Under their collective leadership for the past 20 years, the company has thrived. It now has 48 employees working in 7 locations across upstate New York.
The company's growth has occurred during a period of tremendous change in the foodservice industry. One of the biggest changes, Toukatly believes, is the growth of chain restaurants and their ever-increasing corporate structures and expectations.
The mom-and-pops of earlier days understood that if they requested a repair on a Friday, the service agency might not make it there until Monday or even Tuesday, Toukatly says. For chain restaurants, along with the manufacturers they purchase from, a Friday call requires a service visit by Saturday at the latest.
"We had to change to meet the expectations that our customers have," says Toukatly. "Tomorrow isn't good enough in the service business anymore." The firm's commitment to prompt service lead to a guarantee that a technician will be on the job within 24 hours of the call or the first hour of labor is free.
Another major challenge is the emergence of parts warehouses and the resulting loss of a once-thriving parts business. While obviously not happy about this, Toukatly acknowledges that these businesses, with their focus on logistics, are simply more efficient at parts sales.
In response, Duffy's recommitted itself to service. Each of its technicians gets 35 to 40 hours of training each year. What's more, their training includes how to work and empathize with frustrated customers.
"Buying parts is just whoever gives you the best discount and best price. But having service people who are trained and dedicated to taking care of your customers and empathetic to their needs, that's something that's not easily replaced," Toukatly adds.
Duffy's is so committed to serving customers well that it now sees parts warehouses as potential assets. Recognizing that parts availability and shipping costs are customer pain points, Duffy's partners with these warehouses to get parts delivered quickly and relatively cheaply.
Not only has Toukatly been a leader within his own company, he's also a highly respected leader all across the E&S supply chain. As immediate past president of the Commercial Food Equipment Service Association (CFESA), he was part of an early push to get all the industry associations working together. That effort has led to the staffs, executive leadership, and boards of these associations all knowing each other and laying out plans to partner on various projects.

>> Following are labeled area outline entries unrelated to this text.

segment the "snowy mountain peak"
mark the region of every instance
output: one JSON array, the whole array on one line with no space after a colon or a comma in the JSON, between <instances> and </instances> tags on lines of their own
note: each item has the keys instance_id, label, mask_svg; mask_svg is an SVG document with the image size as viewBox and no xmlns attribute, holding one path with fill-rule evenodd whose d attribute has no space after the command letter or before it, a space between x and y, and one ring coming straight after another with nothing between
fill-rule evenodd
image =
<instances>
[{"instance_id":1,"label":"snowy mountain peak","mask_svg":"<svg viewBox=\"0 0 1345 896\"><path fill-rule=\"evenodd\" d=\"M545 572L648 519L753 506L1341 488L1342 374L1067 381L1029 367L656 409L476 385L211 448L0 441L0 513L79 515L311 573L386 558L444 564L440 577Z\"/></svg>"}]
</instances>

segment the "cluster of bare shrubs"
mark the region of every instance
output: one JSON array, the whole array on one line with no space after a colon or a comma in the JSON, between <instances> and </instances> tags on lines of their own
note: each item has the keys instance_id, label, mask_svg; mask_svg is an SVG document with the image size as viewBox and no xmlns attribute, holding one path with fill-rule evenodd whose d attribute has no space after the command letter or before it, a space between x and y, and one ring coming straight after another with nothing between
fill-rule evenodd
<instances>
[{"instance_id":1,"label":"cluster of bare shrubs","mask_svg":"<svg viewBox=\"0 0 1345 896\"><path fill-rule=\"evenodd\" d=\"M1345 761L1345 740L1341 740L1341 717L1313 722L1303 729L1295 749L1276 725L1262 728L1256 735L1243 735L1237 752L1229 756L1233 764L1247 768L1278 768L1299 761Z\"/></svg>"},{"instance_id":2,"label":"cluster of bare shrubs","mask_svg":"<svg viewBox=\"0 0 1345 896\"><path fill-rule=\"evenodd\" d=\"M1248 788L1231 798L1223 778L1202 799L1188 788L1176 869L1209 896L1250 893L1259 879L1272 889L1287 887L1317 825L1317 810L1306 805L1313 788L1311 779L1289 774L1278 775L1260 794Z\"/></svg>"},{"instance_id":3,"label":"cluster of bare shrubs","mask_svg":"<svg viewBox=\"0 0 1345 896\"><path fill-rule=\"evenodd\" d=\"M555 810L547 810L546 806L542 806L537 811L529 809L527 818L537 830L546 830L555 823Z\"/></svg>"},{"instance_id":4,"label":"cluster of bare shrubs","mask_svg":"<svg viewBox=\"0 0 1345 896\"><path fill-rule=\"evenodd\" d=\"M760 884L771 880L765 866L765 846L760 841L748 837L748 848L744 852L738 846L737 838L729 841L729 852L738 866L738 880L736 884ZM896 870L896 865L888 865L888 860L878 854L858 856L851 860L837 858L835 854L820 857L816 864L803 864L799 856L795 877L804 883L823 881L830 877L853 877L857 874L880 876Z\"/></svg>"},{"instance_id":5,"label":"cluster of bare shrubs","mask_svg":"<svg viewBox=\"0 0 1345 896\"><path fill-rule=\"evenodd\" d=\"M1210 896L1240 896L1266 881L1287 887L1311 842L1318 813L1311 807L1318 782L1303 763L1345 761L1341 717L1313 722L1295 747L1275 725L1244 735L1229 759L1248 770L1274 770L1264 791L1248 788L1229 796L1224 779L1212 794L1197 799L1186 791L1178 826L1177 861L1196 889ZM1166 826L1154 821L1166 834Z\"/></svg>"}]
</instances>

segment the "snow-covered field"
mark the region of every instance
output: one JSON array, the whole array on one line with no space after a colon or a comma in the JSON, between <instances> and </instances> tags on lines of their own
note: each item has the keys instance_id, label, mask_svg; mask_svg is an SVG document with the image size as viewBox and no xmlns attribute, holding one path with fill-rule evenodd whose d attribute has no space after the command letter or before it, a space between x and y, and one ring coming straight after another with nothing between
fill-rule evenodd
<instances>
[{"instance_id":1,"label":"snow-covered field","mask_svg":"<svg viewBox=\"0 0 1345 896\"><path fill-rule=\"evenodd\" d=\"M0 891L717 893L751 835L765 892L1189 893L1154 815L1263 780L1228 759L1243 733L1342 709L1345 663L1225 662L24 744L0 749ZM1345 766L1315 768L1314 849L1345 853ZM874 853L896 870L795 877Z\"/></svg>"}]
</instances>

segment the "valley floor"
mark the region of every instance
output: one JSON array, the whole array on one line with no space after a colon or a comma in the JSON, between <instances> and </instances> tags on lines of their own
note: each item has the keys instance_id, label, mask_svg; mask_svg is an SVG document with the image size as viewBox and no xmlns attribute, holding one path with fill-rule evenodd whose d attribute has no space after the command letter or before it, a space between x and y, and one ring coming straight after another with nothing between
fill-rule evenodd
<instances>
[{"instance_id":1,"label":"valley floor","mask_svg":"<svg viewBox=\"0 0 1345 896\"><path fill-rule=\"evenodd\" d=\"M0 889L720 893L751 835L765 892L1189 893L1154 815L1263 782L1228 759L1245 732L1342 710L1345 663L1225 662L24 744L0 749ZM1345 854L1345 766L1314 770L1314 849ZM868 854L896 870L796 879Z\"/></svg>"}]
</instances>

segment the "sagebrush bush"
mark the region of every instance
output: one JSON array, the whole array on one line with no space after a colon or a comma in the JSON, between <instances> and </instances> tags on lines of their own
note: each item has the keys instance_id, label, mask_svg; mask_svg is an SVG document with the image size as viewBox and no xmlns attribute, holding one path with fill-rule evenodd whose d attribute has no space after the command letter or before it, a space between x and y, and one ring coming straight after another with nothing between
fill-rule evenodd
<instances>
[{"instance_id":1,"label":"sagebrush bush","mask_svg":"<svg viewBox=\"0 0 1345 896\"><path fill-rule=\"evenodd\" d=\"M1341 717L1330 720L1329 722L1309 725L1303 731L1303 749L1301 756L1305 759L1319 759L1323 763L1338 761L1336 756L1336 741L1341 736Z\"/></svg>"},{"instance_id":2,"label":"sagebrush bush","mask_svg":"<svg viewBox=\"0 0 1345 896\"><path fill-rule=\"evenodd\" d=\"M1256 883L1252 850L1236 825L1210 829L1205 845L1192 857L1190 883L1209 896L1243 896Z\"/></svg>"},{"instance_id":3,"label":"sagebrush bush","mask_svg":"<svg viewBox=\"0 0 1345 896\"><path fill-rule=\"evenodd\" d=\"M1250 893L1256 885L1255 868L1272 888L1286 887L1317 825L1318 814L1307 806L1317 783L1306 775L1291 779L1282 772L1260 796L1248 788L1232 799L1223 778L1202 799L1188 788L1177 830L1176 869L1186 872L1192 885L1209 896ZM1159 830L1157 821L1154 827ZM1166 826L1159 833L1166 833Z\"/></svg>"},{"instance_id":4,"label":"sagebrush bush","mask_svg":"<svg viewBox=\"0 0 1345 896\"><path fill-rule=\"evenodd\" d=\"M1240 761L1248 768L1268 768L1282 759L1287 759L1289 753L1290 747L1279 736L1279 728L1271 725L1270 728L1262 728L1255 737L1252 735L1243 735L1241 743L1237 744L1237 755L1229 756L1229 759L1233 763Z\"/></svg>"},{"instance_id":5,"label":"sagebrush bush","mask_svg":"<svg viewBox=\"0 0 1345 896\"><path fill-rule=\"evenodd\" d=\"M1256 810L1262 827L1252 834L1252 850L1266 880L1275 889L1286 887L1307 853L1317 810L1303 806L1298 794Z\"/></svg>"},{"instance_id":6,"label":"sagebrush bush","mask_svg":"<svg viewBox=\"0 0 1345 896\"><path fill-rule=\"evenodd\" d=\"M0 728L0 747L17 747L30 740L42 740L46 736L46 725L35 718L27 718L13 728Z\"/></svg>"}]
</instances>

Toukatly also oversaw the association's construction and move into its own building. While owning its headquarters represents a big accomplishment in itself, the facility also includes a training center with four separate areas equipped with ventilation and all utility hookups. This investment, says Toukatly, allows CFESA to build on its strength in technician training while forging stronger ties with the rest of the industry. In addition to CFESA-run classes, the space hosts manufacturer trainings and is even open for chains wanting to train their in-house service teams.
With his term as CFESA president complete, Toukatly now focuses his attention on his day-to-day responsibilities with Duffy's. These include spending plenty of time on the phone with employees and customers, as well as visiting each of the firm's seven locations on a monthly basis. The service agent in him emerges when he's in the field. He sometimes finds himself whith tools in hand, fixing equipment like he's done for the past 42 years.
"I really like being a technician," Toukatly says. "I tell people, although it's not completely true, that I worked myself into a job I don't like. I just like fixing things. It's instant gratification. I love that job."